Boomers also tend to occupy the largest homes, leading to a phenomenon of many rooms sitting empty. Census data shows that rates of “under-occupation”—owning three- or four-bedroom homes with only one or two people living in them—have risen sharply in recent years.
Though Boomers may be sometimes vilified, there is, of course, nothing sinister at play here. What is unique is that people are simply living longer, which allows them more time to accumulate wealth and then enjoy it. It does, however, mean that unlike in previous eras—when there were very few elderly to compete with the young for scarce resources—this is no longer true. The Boomer Pill believes that this dynamic, although the result of something unequivocally good (e.g., everyone living longer), has had distortionary effects on the ability of new families to break into the middle class through homeownership.
Bubble & Bust Pill
When examining the history of housing construction in the U.S., a clear cyclical boom-and-bust pattern emerges. The most recent and dramatic example came with the 2008 financial crisis, when builders pulled back sharply and new housing construction fell to some of the lowest levels on record.
This collapse in construction did not mean a collapse in population growth. To the contrary, household formation and demographic expansion both continued apace. Over time, the mismatch created a cumulative housing supply deficit that steadily put upward pressure on prices. In fact, much of today’s affordability crisis in housing can be traced back to that decade-long stint of underbuilding.
By the mid-2010s, prices were already climbing well above historical norms, and during 2020–2022 the combination of record-low interest rates and exorbitant investor demand dramatically accelerated the surge. With cheap capital pouring in and households searching desperately for space, especially during the pandemic, markets quickly overheated.

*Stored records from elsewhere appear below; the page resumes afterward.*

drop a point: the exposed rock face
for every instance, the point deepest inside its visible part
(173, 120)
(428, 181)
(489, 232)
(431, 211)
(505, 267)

Developers responded. By the early 2020s, construction had not only recovered but, in certain regions—particularly the Sunbelt—entered into a new boom cycle. Entire subdivisions and apartment complexes were thrown up, and in some metros collapsing rents and sale prices are already the visible product of overbuilding.
If you subscribe to the Bubble and Bust Pill, housing affordability is not so much a chronic structural problem as a cyclical one. Just as the long drought of building after 2008 produced shortages and high costs, the surge of building in the 2020s may soon produce the opposite effect – and government policy might soon be directed towards keeping prices afloat. Looking to a world after the Boomers, absent sustained net migration levels, we may have already built too much housing.
The recent federal antitrust case alleging algorithmic rent-setting (DOJ v. RealPage & six major landlords) is, to adherents of this view, the mask slipping: housing prices can be managed from the top down when markets are thin and information is pooled.
Bowman also commented: “I do suggest that if you want to better understand the conundrum of the housing market, read the book Abundance by Ezra Klein to better understand that housing has a long-term future defined by both structurally short supply and not just growing demand, but growing need for housing as well. The current environment is all about recognizing that short supply is keeping prices higher and that only lower prices enabled by lower cost structures will achieve affordability.”